Bouchard, however, acknowledged that such informal arrangements go on all the time. Craftspeople agree. Scratch the surface of many skilled trades, they say, and you will find informal relations of all kinds. Bernie Vinzani, who makes paper by hand in eastern Maine, has seen many kinds of arrangements with apprentices. Some pay to learn a trade; some barter; some get paid. His apprentices, he says, are always paid.

"We feel people need to earn a wage for work they do, even in training," says Vinzani. "If I owned a garage and hired someone with a potential of being a master mechanic, I would not hire him as an apprentice without pay."

But Potter Gerry Williams of Goffstown, N.H., author of the 1981 book, "Apprenticeship in Craft," does not see nonpayment as exploitation. To judge an apprenticeship, he offers the following criteria: "If it can be shown that the master is giving complementary time in terms of space, tools, education; if a master spends a certain number of hours teaching the apprentice; if the environment allows tools to be used, then it seems to me a non-exploitative environment."

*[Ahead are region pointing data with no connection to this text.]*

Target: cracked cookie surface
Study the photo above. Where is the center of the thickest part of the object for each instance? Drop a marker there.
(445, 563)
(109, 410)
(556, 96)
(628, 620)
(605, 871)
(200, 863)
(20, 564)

Corcoran says he takes on apprentices for the companionship, for the insight teaching offers, and because as a 16-year-old in Manhasset, N.Y., a master cabinetmaker allowed him to apprentice with her for two summers, launching his woodworking career.

Corcoran eventually moved onto boats, and apprenticed, worked, and studied until he obtained the skills to become a boat builder. He continues to his hone skills by working alongside master craftspeople. And other professionals come to him to learn aspects of the trade.

Kurt Hasselbalch, curator of the Hart Nautical Collection at MIT, an archival source of boat plans, thought he would learn to loft (a mathematical process of drawing full-sized, front, side, and overhead projections of the boat) by visiting Corcoran. Now Hasselbalch isn't sure it will be allowed.

"I think it's absolutely preposterous that the law could cause. . . the traditional idea of apprenticeship, which was nonpay, to not be practical," says Hasselbalch. "Dave is a highly skilled boatbuilder and a really phenomenal teacher."

At Bullhouse Boatworks, Corcoran builds reproduction daysailers from the plans of Nathanael G. Herreshoff, founder of the Herreshoff Manufacturing Co.

It is time-consuming work and Corcoran is a perfectionist at every stage, beginning with handpicking trees for the plankings. He does everything himself: lofting, handfashioning the hardware, even making his own tools, none of which are electric.

Corcoran will only take on an apprentice if the person can commit to the nine months it takes to build a boat, so he or she can learn every stage.

Paul Waring, Corcoran's last apprentice in 1996, was hired as a ship's carpenter at the highly respected Brooklin Boat Yard in Brooklin, Maine.

"The agreement with Dave was great; my labor in exchange for his teaching," Waring says. "Everything was right up front. It was like going to a free school."

But to remain within the law, Corcoran now will have to pay whomever he instructs, which he says he cannot afford to do. His other options include trying to change the current law through legal manuevers, or incorporating as a nonprofit school.

"In the last resort I may do that; but I don't like it," he said. "It allows me to skirt the law; but not to assert the principle of my right to pass on the knowledge that I have.